5/10
More like Their Eyes Were Watching Oprah Ruining a Beautiful Novel.
6 March 2009
Warning: Spoilers
What are the odds of finding a movie adaptation that surpasses the book? Let's see… one in a hundred maybe. Was it Randall Wallace's Pearle Harbor or was it one of Stephen King's creepy books that was made into a movie and outdid the book? No. So rarely do we see a movie that exceeds the novel from which it was adapted.

Zora Neale Hurston's timeless novel about the quest to find one's voice and ultimate independence comes to the small screen as a TV movie under Oprah Winfrey's production. And awful might be one word to describe it. Or maybe shallow is a more refined and scholarly term. Either way you put it, Hurston is not done justice by this film. And Oprah's so called effort to romanticize the film fails as a futile attempt that does nothing but leave the movie with major plot holes and a crippled screenplay written by a rather unknown writer named Suzan Lori Parks. (Who?)

"Their Eyes Were Watching God" is a movie version of the 1937 novel written by Z. N. Hurston. The film, made nearly a century later in 2005, was directed by Darnell Martin, and the teleplay to the television written by Suzan Lori Parks. The movie, being a TV movie, did not receive a PG PG13 or R rating and instead got a well deserved tv-14 rating. According to the FCC and of course the viewer, the film had mild and frequent sexual references. Although co-produced by Oprah's production company, Harpo Films, the movie was distributed under the American Broadcasting Corporation or as we all know it, ABC. It runs a good 113 minutes and features some renowned and some not very popular actors. Among them plays Halle Berry as the free spirited Janie Starks and Michael Ealy as her romantic companion Tea Cake. Terrence Howard plays the cynic Amos Hicks and does it perfect.

"Their Eyes Were Watching God" resembles the novel in some ways but falls short to deliver the same type of dynamic narration and heartwarming characters that were provided by Hurston in the novel. The movie focuses little on Janie's background and shows the viewer very little what Nanny's (Janie's Grandma) motives were in making Janie marry an old man like Logan Killicks (played by Ruben Santiago-Hudson) and from Oprah's introduction of the movie, one can foreshadow that the film was going to be a spineless and cheesy love story. Not that there is anything wrong with a love story, but the film focuses more on the French kisses and prolonged sensual scenes between Tea Cake and Janie and less on Janie's quest to find her voice and what her motives are in going in and out of marriages. The film also lags behind the novel because of a rubbish teleplay that left out major parts of the plot, such as Janie's background and characters such as Mrs. Turner.

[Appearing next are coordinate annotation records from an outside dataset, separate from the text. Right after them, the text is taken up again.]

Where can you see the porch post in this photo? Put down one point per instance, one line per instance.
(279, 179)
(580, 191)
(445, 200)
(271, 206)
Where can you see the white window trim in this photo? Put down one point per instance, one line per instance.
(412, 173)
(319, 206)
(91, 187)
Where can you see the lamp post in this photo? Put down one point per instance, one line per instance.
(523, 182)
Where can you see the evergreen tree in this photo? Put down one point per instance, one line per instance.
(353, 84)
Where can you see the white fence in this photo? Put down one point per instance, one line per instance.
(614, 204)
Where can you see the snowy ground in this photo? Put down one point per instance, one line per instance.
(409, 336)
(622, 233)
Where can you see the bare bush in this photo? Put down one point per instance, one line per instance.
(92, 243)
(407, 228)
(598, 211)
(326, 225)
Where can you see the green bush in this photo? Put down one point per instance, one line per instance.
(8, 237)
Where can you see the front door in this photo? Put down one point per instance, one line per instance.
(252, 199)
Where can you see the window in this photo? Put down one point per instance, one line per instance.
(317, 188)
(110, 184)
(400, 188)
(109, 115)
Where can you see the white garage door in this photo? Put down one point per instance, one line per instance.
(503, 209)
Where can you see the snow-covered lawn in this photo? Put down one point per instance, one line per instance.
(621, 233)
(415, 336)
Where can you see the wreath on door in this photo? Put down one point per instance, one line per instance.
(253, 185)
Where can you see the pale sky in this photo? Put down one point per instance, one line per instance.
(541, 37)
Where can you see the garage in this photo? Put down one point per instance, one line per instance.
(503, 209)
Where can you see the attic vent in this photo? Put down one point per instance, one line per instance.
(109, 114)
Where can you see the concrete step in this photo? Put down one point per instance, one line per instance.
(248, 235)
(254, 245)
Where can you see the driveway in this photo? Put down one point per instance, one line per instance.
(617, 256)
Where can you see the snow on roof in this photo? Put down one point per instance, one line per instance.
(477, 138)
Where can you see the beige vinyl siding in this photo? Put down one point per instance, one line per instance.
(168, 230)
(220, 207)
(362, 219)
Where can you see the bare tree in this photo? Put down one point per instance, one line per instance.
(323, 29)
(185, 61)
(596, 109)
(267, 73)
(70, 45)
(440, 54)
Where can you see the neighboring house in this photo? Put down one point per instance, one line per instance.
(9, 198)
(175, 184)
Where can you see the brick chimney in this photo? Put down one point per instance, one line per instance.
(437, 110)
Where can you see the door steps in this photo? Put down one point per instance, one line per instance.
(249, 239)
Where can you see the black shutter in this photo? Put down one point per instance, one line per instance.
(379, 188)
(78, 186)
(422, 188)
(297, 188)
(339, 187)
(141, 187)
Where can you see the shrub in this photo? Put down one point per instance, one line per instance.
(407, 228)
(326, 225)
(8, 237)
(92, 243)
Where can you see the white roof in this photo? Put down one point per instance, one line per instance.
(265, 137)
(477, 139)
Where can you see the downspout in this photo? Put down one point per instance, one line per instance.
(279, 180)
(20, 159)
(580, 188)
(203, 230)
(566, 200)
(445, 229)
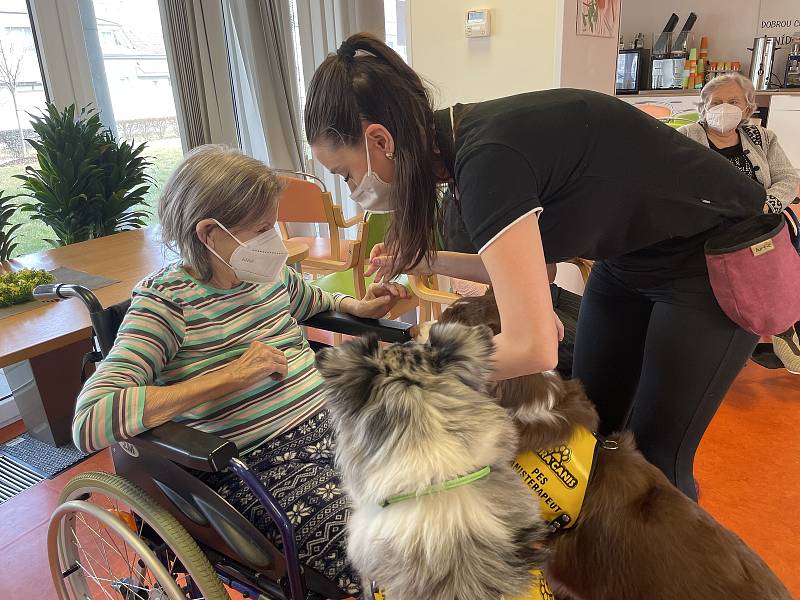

The writer of the film, perhaps intentionally, left out Janie's background story, maybe because she thought in a love story like this one, bringing in additional characters might ruin the film or maybe because they thought the film was all about the love between Janie and her husbands. Well the writer was wrong. According to the book, Janie, most of the time, if not always got into a relationship for all the wrong reasons. She enters a relationship because she thinks the men can provide for her and that it is one step closer to finding her voice, but the film does not go into detail as to why she enters the relationships and that she is always looking to be independent. Also, Logan Killicks did not get enough screen time. This impeded the film from exploring Killicks in more details. This also prevents the viewer to contrast Killicks and the other men in Janie's life.

As far as the acting goes, Halle Berry did a mediocre job. This is not her best work, and she wasn't successful in showing that there was something hidden inside of her waiting to explode, like the character did in the book. For example, the last few scenes Janie is seen content with her achievements and the relations she has gone in and out of. But as far as the movie as a whole is concerned, the movie might be appropriate for sensitive girls whose emotions can easily be stirred by these kinds of cheesy romantic movies and are willing to accept its shallowness and emptiness.